Even if drastically reduced from Conquest's twenty millions, these figures are still appallingly atrocious. There is no case for negationism. The carnage in those days was horrific, but this not an excuse to exaggerate the number of deaths attributable to Soviet state terror. While one cannot exonerate the Stalin and the Soviet authorities from their crimes against humanity, it is wrong to claim that they were responsible for murders which weren't in truth committed.

History is written by the winners, and today there are people who have made an ideological cottage industry out of exaggerating the figures of deaths under Stalin (see for example the book about the Gulag recently reviewed in the Blanket by S. O Murchu). Their purpose is to make the Communism seem "worse" than Nazism with ten to thirty million deaths. They play loose with the historical facts when they don't simply lie. But debates about statistics should not mask what those figures really are: a terrible human tragedy.

 

 

NOTES
(1) Jeff Coplon, "In Search of a Soviet Holocaust: A 55-Year-Old Famine Feeds the Right", Village Voice, Jan. 12, 1988 (<http://chss.montclair.edu/english/furr/vv.html>). The author interviewed many leading historians of the USSR, all rejected Conquest's research on the Ukrainian famine. See also Robert Thurston, "On Desk-Bound Parochialism, Commonsense Perspectives, and Lousy Evidence: A Reply to Robert Conquest", Slavic Review 45 (Summer 1986), 238-244.

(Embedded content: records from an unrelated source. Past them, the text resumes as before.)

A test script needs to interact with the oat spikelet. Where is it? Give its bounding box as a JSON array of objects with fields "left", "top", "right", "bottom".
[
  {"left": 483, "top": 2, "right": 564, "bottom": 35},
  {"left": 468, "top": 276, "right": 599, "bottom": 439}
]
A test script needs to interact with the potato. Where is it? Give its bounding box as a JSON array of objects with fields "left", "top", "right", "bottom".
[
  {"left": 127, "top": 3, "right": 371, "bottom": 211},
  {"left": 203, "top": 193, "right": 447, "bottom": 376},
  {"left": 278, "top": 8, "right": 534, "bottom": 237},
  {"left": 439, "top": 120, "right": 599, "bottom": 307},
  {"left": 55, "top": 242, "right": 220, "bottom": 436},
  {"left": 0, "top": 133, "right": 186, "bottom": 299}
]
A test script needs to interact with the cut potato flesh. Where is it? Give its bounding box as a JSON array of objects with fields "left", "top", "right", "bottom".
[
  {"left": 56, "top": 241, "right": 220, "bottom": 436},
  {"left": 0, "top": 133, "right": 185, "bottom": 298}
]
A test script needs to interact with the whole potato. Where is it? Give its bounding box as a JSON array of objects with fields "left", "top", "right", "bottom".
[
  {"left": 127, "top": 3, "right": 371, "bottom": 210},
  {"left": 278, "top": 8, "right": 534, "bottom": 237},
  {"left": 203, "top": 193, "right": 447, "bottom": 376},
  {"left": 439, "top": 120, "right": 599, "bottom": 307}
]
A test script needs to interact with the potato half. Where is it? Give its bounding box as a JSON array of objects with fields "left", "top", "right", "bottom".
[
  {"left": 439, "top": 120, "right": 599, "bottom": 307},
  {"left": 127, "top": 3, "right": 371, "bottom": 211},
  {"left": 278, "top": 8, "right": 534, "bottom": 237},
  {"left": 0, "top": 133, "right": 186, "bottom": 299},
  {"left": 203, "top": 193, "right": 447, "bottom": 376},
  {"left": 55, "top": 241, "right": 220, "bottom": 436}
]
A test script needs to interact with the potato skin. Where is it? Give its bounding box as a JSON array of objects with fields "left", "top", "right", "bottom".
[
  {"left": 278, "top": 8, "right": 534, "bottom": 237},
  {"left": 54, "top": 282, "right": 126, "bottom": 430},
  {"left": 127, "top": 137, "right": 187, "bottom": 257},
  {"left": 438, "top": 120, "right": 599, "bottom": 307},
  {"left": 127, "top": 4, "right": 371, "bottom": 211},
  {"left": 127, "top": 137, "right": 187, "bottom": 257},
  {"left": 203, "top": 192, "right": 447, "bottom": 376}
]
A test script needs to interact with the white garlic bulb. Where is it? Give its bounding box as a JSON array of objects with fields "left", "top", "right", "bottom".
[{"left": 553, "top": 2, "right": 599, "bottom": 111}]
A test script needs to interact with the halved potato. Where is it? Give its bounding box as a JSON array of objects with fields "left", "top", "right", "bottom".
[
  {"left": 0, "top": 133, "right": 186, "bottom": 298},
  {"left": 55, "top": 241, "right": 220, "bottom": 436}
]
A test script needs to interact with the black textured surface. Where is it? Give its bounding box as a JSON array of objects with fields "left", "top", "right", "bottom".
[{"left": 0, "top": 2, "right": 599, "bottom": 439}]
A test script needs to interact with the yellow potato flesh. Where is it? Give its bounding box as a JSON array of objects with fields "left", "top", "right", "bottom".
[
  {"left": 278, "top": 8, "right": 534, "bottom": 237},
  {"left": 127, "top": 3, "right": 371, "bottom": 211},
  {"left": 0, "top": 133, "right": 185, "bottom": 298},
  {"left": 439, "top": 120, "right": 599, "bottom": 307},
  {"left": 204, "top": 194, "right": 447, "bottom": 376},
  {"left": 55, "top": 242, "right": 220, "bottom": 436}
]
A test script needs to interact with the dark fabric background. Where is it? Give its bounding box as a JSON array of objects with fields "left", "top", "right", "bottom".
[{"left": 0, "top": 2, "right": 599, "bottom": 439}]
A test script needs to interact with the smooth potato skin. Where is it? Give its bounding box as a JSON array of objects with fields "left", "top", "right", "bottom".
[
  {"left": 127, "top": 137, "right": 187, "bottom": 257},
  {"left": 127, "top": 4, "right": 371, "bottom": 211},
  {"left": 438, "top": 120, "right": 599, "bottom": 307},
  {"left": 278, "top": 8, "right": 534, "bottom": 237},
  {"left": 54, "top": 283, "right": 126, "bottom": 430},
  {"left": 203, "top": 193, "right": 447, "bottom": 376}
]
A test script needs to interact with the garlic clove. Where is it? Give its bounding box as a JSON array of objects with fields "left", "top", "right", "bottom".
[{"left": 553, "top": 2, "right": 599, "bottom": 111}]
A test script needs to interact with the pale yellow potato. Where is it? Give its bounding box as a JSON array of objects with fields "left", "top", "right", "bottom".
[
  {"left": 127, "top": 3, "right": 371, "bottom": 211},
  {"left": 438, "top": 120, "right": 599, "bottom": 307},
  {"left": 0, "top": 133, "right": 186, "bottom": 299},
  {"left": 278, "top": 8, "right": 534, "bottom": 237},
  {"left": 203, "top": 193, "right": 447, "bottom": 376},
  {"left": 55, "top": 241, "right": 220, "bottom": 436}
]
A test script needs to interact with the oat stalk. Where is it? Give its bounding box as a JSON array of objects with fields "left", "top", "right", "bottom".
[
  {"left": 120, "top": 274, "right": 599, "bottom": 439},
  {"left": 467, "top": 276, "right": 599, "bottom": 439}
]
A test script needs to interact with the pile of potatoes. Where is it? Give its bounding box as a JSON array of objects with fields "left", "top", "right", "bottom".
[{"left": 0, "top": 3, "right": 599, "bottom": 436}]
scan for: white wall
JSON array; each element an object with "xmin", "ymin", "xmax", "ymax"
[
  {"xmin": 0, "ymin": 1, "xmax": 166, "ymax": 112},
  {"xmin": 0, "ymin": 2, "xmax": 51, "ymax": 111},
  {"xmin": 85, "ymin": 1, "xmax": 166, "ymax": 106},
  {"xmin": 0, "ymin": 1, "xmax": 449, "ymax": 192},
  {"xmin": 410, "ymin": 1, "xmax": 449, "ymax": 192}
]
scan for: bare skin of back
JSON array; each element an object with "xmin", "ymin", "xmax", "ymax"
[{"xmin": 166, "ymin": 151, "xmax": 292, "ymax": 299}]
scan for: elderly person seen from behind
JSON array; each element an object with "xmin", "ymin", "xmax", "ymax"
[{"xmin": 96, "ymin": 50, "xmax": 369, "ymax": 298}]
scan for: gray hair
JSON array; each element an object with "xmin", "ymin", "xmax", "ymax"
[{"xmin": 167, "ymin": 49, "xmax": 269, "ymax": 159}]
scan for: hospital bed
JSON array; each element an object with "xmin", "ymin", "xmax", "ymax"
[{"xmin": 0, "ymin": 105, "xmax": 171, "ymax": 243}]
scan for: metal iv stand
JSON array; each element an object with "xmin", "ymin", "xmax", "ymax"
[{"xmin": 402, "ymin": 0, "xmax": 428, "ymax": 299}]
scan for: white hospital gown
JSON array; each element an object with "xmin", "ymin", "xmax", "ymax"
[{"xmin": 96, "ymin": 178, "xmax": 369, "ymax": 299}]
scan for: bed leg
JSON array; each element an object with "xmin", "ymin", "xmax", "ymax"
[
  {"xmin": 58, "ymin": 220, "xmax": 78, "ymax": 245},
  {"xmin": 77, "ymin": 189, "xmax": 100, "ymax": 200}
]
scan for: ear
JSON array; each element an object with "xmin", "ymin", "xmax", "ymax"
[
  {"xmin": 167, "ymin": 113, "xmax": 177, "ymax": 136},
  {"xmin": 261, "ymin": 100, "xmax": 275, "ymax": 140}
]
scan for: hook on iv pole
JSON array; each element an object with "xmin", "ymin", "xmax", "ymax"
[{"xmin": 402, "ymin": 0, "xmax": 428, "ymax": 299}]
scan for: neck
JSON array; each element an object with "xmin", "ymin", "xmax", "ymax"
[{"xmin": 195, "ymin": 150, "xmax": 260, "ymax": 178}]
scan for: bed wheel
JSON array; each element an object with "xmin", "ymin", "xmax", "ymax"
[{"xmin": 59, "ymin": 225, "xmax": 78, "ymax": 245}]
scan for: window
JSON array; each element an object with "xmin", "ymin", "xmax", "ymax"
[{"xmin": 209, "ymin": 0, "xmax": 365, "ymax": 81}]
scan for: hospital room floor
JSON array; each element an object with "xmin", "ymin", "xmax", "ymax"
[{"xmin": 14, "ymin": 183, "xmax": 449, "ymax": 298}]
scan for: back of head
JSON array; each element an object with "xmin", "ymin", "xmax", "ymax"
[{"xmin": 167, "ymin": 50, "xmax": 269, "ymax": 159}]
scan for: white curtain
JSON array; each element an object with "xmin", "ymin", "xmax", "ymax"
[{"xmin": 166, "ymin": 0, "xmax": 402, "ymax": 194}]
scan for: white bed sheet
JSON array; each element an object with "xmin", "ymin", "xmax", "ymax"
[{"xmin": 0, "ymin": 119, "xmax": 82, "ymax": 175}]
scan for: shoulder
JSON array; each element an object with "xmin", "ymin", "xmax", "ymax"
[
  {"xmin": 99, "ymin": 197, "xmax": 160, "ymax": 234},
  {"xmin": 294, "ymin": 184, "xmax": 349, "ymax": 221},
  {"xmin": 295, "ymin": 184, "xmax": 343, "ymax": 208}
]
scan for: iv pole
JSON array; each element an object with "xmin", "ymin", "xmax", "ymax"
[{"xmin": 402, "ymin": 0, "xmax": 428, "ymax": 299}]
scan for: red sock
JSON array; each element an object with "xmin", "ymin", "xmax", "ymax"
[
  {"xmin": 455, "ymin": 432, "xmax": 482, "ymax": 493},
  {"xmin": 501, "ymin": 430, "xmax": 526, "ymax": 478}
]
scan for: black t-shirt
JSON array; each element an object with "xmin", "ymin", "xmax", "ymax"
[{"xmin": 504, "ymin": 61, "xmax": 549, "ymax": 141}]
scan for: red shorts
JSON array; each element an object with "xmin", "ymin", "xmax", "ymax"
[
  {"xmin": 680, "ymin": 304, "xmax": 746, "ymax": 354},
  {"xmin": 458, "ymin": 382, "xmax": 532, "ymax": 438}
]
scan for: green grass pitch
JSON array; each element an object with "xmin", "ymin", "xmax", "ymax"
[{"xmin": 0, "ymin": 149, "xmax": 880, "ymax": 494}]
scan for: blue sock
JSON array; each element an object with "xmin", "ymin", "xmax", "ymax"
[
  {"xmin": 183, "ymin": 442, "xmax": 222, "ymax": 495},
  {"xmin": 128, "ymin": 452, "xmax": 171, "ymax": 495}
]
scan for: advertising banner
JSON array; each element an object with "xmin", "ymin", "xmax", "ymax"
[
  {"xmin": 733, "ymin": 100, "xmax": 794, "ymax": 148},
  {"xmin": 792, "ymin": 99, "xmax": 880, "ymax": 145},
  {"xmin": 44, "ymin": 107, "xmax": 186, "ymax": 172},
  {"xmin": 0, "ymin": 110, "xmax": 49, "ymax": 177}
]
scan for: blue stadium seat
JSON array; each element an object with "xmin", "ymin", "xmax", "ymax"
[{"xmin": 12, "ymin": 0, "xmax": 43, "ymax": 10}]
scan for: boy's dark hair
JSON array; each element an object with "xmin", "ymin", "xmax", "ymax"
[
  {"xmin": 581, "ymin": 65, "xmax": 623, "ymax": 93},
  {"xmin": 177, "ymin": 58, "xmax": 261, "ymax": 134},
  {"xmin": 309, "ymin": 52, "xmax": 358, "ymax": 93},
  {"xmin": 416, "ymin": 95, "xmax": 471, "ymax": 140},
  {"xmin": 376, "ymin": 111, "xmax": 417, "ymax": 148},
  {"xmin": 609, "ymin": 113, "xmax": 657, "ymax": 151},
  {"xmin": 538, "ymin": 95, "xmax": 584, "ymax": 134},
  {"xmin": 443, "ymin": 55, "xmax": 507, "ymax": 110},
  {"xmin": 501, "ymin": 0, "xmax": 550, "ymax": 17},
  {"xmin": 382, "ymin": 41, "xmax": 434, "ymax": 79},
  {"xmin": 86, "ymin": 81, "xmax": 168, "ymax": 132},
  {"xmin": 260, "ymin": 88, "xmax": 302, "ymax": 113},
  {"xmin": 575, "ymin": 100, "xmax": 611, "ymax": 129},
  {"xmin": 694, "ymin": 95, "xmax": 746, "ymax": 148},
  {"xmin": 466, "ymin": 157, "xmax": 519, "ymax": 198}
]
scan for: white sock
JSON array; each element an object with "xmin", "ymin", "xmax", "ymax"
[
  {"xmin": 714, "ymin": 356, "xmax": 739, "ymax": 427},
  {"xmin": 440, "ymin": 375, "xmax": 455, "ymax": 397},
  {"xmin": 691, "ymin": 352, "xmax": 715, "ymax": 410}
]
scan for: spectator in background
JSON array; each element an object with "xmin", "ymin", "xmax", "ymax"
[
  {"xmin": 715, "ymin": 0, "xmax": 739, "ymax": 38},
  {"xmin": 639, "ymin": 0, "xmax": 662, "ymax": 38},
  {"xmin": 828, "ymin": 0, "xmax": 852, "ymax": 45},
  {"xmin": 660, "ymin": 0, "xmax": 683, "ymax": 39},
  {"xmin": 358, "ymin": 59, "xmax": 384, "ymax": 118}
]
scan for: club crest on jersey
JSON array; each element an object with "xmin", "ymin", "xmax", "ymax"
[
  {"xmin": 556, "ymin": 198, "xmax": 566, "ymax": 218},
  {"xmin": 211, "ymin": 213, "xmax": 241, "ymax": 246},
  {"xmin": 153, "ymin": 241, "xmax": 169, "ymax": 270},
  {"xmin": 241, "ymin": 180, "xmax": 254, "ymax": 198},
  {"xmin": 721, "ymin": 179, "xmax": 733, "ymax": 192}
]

(2) Wheatcroft's research was published in Europe-Asia Studies (formerly Soviet Studies). For example, in "The Scale and Nature of German and Soviet Repression and Mass Killings, 1930-1945", EAS 48 (December 1996), 1319-1353, Wheatcroft attacks the facile, anti-Communist comparison of Stalin with Hitler. The abstract reads:
Repression and mass killings carried out by German and Soviet leaderships during the period 1930-45 differed in several respects. It appears that the German leader Adolf Hitler put to death at least five million innocent people mainly because of his antipathy towards Jews and communists. In contrast, Soviet leader Josef Stalin ordered the murder of some one million people because he apparently believed them to be guilty of crimes against the state. He was careful about documenting these executions whereas Hitler did not bother about making any pretence at legality.
Also of interest in the same journal are Stephen G Wheatcroft 'Victims of Stalinism and the Soviet Secret Police: the comparability and reliability of the archival data -not the last word. Statistical data included' (March 1999); John Keep 'Wheatcroft and Stalin's Victims: Comments' (September 1999); Robert Conquest 'Comment on Wheatcroft: Critical Essay' (December 1999). A few other works which base themselves on recently-published Soviet archival documents refuting the work of the likes of Conquest include: Nicolas Werth, "Goulag: Les Vrais Chiffres", L'Histoire no. 169 (Septembre, 1993), 38-51; and J. Arch Getty, Gabor T. Rittersporn, and Viktor N. Zemskov, "Victims of the Soviet Penal System in the Pre-war Years: A First Approach on the Basis of Archival Evidence," American Historical Review, Vol. 98 No. 4 (October 1993), pp. 1017-1049. A polemic of great interest between the 'revisionist' and 'totalitarian' schools of history took place in the New Left Review. See R.W. Davies, 'Forced labour under Stalin: the archive revelations' (issue 214, November/December 1995, pp 62-80); the exchange between Robert Conquest and R.W. Davies 'Excess deaths in the Soviet Union' (issue 219, September/October 1996, pp.143-144) and its conclusion 'Stalin's victims' (issue 225, September/October 1997, pp. 157-160).

(3) "Table 5: Secret Police (GPU, OGPU, NKVD) Arrests and Sentences, 1921-39" in J. Arch Getty's and Oleg V. Naumov's 'The Road to Terror: Stalin and the Self-Destructon of the Bolsheviks', Yale University Press, 1999, p. 588. Getty and Naumov rely on a huge amount of the Soviet archives which have been released since 1991, and their numbers are authoritative; I know of no serious refutation of them.